'Serviço bem feito dura mais', diz especialista
O professor especialista em pavimentação da Universidade Estadual de Maringá (UEM), José Kiynha Ishiba, considera que a forma mais correta de se consertar um buraco é através de remendos técnicos que exigem o recorte de uma área ao redor do buraco, a limpeza do local, a aplicação de uma espécie de cola e, após o lançamento do asfalto, a compactação.
O professor não quantifica, mas aponta que o serviço completo custa mais caro. "Mas o serviço bem feito dura mais e o cliente fica mais satisfeito. A questão é: repetir um serviço várias vezes ou fazer uma só vez para durar mais tempo?".
O DIÁRIO - Qual a forma mais correta para se fazer o serviço de manutenção, mais conhecido por tapa-buraco, nas ruas e avenidas?
JOSÉ ISHIBA - Tem que fazer o recorte ao redor do buraco, em formato retangular ou quadrado, na mesma profundidade do buraco. Depois é preciso fazer a limpeza para retirar resíduos como poeira e pedras. Na seqüência, é preciso fazer uma pintura de ligação, com uma emulsão asfáltica, para então cobrir com o Concreto Betuminoso Usinado Quente (CBUT), produzido a partir do Concreto Asfáltico de Petróleo (CAP).
Qual o problema que pode ocorrer se não cortar o asfalto e limpar o buraco para aplicar o CBUT ao se fazer uma operação tapa-buraco?
Vai durar menos. Se não recortar e não limpar da maneira correta, não vai dar um encaixe certo. Não vai dar uma boa aderência entre o material que for colocado e a parte asfaltada. É a mesma coisa que uma ferida no nosso corpo. Não adianta colocar só um esparadrapo, tem que limpar o ferimento para depois proteger. Num buraco de asfalto, que não é limpo, ocorre que junta muito pó e pedras soltas que atrapalham na adesão do material. Outra coisa que precisa ser muito bem feita é a compactação correta do material, o que vai ajudar na concentração e na estabilidade do reparo.
Quais as principais diferenças entre a utilização do CBUT e do Pré-Misturado a Frio (PMF)?

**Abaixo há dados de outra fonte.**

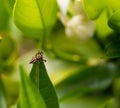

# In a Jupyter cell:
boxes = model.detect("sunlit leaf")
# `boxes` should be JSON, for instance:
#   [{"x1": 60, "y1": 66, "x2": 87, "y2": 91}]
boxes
[
  {"x1": 56, "y1": 64, "x2": 116, "y2": 96},
  {"x1": 95, "y1": 11, "x2": 113, "y2": 38},
  {"x1": 108, "y1": 10, "x2": 120, "y2": 32},
  {"x1": 18, "y1": 67, "x2": 47, "y2": 108},
  {"x1": 13, "y1": 0, "x2": 58, "y2": 37},
  {"x1": 83, "y1": 0, "x2": 105, "y2": 19},
  {"x1": 99, "y1": 99, "x2": 114, "y2": 108},
  {"x1": 4, "y1": 0, "x2": 16, "y2": 13},
  {"x1": 0, "y1": 0, "x2": 9, "y2": 31},
  {"x1": 0, "y1": 78, "x2": 7, "y2": 108},
  {"x1": 46, "y1": 30, "x2": 103, "y2": 63},
  {"x1": 30, "y1": 61, "x2": 59, "y2": 108},
  {"x1": 60, "y1": 96, "x2": 109, "y2": 108}
]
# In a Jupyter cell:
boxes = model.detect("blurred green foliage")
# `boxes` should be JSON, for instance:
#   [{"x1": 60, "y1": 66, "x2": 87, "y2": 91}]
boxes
[{"x1": 0, "y1": 0, "x2": 120, "y2": 108}]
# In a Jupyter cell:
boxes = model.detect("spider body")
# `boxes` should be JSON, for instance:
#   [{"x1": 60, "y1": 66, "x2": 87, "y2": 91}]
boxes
[{"x1": 29, "y1": 51, "x2": 46, "y2": 64}]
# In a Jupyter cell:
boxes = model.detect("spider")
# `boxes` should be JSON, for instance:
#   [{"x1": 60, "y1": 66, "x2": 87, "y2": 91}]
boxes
[{"x1": 29, "y1": 51, "x2": 46, "y2": 64}]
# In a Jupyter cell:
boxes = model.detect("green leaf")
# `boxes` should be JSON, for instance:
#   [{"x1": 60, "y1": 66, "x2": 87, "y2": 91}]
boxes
[
  {"x1": 4, "y1": 0, "x2": 16, "y2": 13},
  {"x1": 0, "y1": 0, "x2": 9, "y2": 31},
  {"x1": 0, "y1": 75, "x2": 7, "y2": 108},
  {"x1": 46, "y1": 30, "x2": 103, "y2": 63},
  {"x1": 13, "y1": 0, "x2": 58, "y2": 37},
  {"x1": 95, "y1": 11, "x2": 113, "y2": 39},
  {"x1": 83, "y1": 0, "x2": 105, "y2": 19},
  {"x1": 60, "y1": 95, "x2": 109, "y2": 108},
  {"x1": 106, "y1": 39, "x2": 120, "y2": 58},
  {"x1": 30, "y1": 61, "x2": 59, "y2": 108},
  {"x1": 56, "y1": 63, "x2": 116, "y2": 97},
  {"x1": 19, "y1": 67, "x2": 47, "y2": 108},
  {"x1": 100, "y1": 99, "x2": 114, "y2": 108},
  {"x1": 108, "y1": 10, "x2": 120, "y2": 32}
]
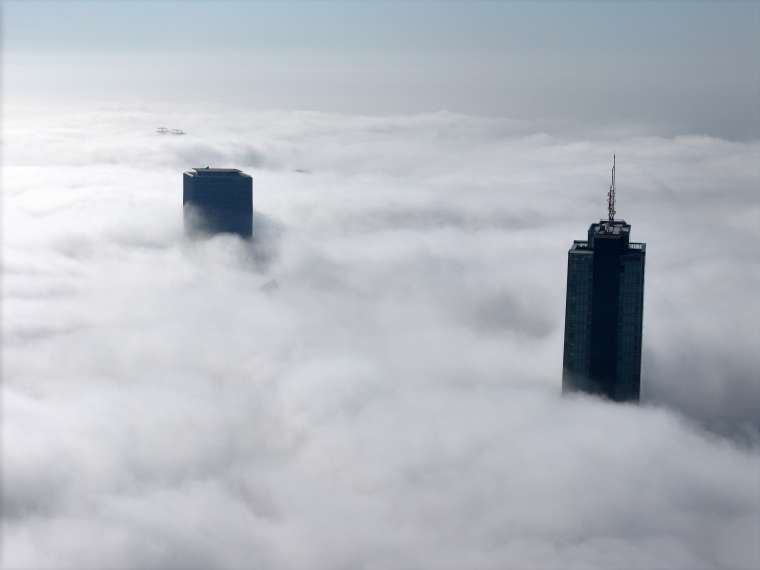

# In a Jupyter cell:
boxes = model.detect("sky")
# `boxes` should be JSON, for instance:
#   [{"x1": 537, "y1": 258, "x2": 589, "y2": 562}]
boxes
[
  {"x1": 0, "y1": 2, "x2": 760, "y2": 570},
  {"x1": 3, "y1": 1, "x2": 760, "y2": 140}
]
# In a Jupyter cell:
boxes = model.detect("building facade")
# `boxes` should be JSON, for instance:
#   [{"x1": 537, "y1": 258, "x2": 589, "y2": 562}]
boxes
[
  {"x1": 182, "y1": 167, "x2": 253, "y2": 238},
  {"x1": 562, "y1": 217, "x2": 646, "y2": 401}
]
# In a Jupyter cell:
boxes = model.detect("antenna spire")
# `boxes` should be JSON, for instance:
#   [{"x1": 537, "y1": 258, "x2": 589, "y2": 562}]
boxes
[{"x1": 607, "y1": 154, "x2": 615, "y2": 222}]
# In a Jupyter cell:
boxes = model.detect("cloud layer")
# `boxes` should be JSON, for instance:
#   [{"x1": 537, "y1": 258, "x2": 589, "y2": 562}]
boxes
[{"x1": 2, "y1": 104, "x2": 760, "y2": 569}]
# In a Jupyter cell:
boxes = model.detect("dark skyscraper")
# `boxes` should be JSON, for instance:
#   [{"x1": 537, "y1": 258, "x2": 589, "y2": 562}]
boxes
[
  {"x1": 182, "y1": 166, "x2": 253, "y2": 238},
  {"x1": 562, "y1": 155, "x2": 646, "y2": 401}
]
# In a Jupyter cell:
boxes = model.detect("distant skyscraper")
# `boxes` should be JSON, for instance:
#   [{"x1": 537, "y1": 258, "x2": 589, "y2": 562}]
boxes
[
  {"x1": 182, "y1": 166, "x2": 253, "y2": 238},
  {"x1": 562, "y1": 155, "x2": 646, "y2": 401}
]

O CBUT é um composto quente, melhor, mas como precisa usinar é mais caro e precisa ser colocado imediatamente para compactar melhor. Mas ele esfria logo e, se baixar a temperatura, prejudica a compactação, pois não dá a densidade desejada. O Pré-Misturado a Frio (PMF) é mais barato e pode ser estocado por um, dois dias, até ser utilizado. Estas características se devem ao fato dele ser misturado a frio, lançado no buraco a frio e compactado a frio. O material quente dura mais, é mais caro, mas deixa o usuário mais satisfeito com o resultado.
Por esfriar rápido, a utilização deste material quente demanda um planejamento maior na execução dos serviços?
Tem que fazer um plano sobre a quantidade necessária para fazer o carregamento. Se prever a quantidade certa, não se enfrenta o problema de esfriamento. Para fazer um tapa-buraco, também dá para usar o material frio, mas tem que ser bem feito. Mesmo com material frio, é preciso fazer o recorte, a limpeza, a pintura de ligação, a colocação da massa e não esquecer da compactação para deixar nivelado ao asfalto.